Walton’s program objectives for young children and teens are to expose them to the joy of theater, help them learn to be part of a supportive and respectful community, work hard towards a goal and enjoy the experiences of live theater. “When I started, I intended to nurture kids going into theater careers. I started it as audition-only, but I learned early that kids need programs like this for a variety of reasons, the least of which was to become professional actors, more to boost their self-esteem and confidence and to understand what it’s like to work together on a project. So I shifted goals.”

When she took over the adult theater program in 2007, her goal was “to provide an outlet for people who thought they were going to go into theater or did it a lot when they were in school, or really liked to sing but don’t have time. For adults, it provides a social outlet to explore talents they once had or still have and would like to tap into.”

When COVID hit in March 2020, the juniors were in rehearsal for a production of Frog and Toad Jr. The teens were preparing their production of RENT. Frog and Toad was cancelled but, using masks and outdoor space, the teens eventually performed RENT. “The first day I brought the teens back together for rehearsal, in late June, half the kids seemed sad. They seemed just shell-shocked. They had trepidations. They did keep their distance because I wanted them to, but they just weren’t the team I left a few months before. But, within a week, it was so joyous. They were happy to be together again, they followed the rules, they kept their masks on, and it didn’t matter to them. It was hard to get used to listening to each other talk and sing with masks on. They were so happy when they actually performed for their parents in August.”

Walton noted, “In all the years, I’ve been lucky because I’ve had a lot of very grateful parents who’ve been happy that their kids were part of the program. The gratitude I received from parents when they got to see their kids doing something they loved, after all the isolation and fear, was moving and profound like nothing I’d ever experienced before. It was quite an emotional journey to get to the first performance out there.”

When asked why the show must go on, Walton responded, “It’s partly because I know how much this means to the families and kids. I know what they invest in this program. I’m fortunate because my retention rate with my teen program is 98%. Kids start with me when they’re 12 and stay until they graduate. ‘Senior Goodbye’ is a big tradition that we do. I bring out each senior and I talk about their time in the program. I didn’t want these seniors to just leave our world that they’ve been in since seventh grade without a proper goodbye.”

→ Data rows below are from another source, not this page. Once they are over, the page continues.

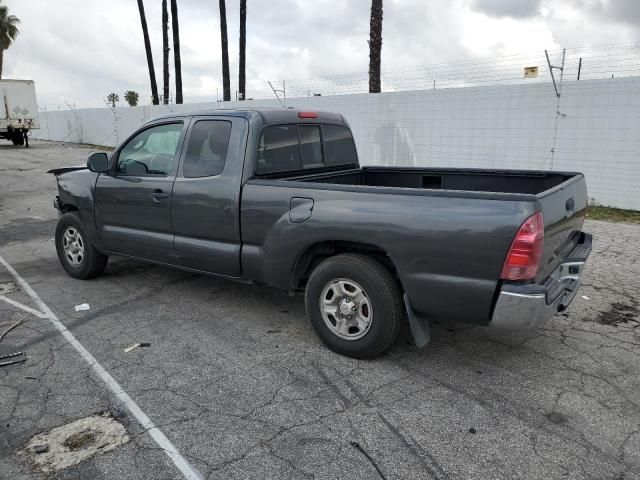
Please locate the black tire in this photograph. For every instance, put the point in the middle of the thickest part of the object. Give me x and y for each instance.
(88, 265)
(380, 289)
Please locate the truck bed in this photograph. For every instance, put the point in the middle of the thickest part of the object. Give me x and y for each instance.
(504, 181)
(448, 231)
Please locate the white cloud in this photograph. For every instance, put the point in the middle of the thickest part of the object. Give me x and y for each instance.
(80, 51)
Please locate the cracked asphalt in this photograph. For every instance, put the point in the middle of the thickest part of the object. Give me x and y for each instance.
(240, 384)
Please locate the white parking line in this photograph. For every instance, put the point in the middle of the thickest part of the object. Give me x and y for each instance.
(23, 307)
(163, 442)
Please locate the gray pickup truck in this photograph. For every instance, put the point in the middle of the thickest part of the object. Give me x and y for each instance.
(278, 197)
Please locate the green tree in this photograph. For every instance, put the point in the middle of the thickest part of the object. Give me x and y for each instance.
(8, 31)
(147, 47)
(375, 45)
(226, 85)
(131, 98)
(112, 98)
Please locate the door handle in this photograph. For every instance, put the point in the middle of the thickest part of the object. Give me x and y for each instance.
(158, 195)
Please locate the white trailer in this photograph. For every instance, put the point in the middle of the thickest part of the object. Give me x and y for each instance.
(18, 110)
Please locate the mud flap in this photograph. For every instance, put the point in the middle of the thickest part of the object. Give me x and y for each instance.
(420, 328)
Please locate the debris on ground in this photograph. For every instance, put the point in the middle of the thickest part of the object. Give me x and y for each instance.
(557, 417)
(70, 444)
(7, 287)
(12, 358)
(620, 314)
(11, 327)
(136, 345)
(82, 307)
(41, 448)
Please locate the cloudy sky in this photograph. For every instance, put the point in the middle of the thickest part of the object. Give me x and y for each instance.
(80, 50)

Walton added, “My family was not happy with me, but they supported me. To be honest, they know how committed I am. My own kids grew up in the program. They were scared about COVID and my health.” Walton assured her family that there would be distancing and masks. “It was just something I felt I needed to do for the kids.”

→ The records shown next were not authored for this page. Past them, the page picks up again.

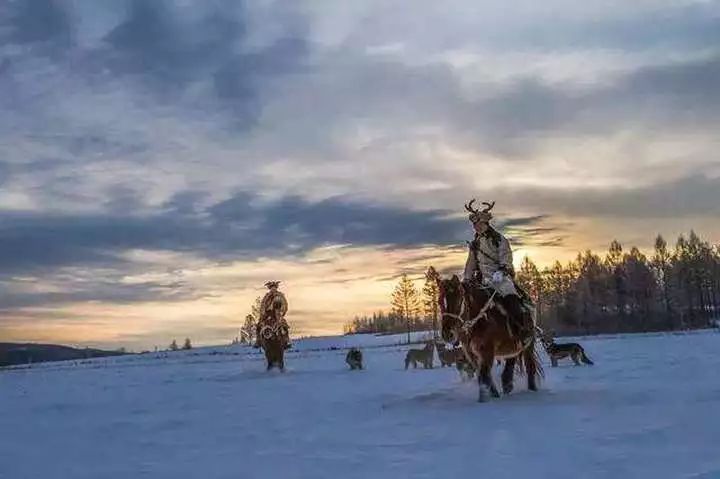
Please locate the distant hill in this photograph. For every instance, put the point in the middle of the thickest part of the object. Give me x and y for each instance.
(17, 353)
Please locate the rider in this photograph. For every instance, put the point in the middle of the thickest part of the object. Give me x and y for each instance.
(273, 300)
(490, 255)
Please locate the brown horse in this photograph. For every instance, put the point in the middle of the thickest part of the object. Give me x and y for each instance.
(470, 318)
(272, 340)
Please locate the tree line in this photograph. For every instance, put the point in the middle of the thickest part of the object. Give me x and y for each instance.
(673, 288)
(410, 310)
(622, 291)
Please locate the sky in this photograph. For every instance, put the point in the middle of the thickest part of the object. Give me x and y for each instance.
(159, 161)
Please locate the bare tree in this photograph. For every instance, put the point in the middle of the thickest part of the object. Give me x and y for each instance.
(430, 299)
(405, 301)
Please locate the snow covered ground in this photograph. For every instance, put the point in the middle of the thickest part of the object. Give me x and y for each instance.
(648, 408)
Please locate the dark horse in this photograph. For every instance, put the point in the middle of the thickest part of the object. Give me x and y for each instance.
(272, 340)
(482, 329)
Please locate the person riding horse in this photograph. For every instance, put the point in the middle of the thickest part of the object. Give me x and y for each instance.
(490, 260)
(273, 308)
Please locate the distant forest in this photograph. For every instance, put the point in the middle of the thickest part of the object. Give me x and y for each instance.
(622, 291)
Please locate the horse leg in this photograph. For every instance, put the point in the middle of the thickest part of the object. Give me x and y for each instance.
(485, 380)
(531, 366)
(508, 374)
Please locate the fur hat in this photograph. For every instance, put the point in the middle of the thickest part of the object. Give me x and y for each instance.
(479, 216)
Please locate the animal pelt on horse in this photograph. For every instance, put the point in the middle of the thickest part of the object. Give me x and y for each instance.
(482, 329)
(354, 358)
(557, 351)
(465, 368)
(423, 356)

During the pandemic, activities for children were curtailed or eliminated.

Yael Fraenkel felt it was important for her daughter to participate in Junior Rising Stars. Fraenkel explained, “At the most basic level, we continue to have Clara return to Junior Rising Stars because she greatly enjoys performing. At the same time, the activity helps to boost her confidence, and improve her social skills. Junior Rising Stars also helps her learn patience, dedication and following directions.”

Anat Barber of Riverdale added, “The program provides a wonderful opportunity for kids to express themselves and develop in ways that tap into different parts of who they are. My children worked with others toward a collective effort, across different strengths to put forward a final product they can be proud of. Being able to connect with other kids and find an outlet for the tension this year brought upon us was so valuable.”

The new season begins this fall. Junior Rising Stars will soon audition for a November outdoor production of Matilda Jr. Moving forward, Walton hopes to get back into the actual theater.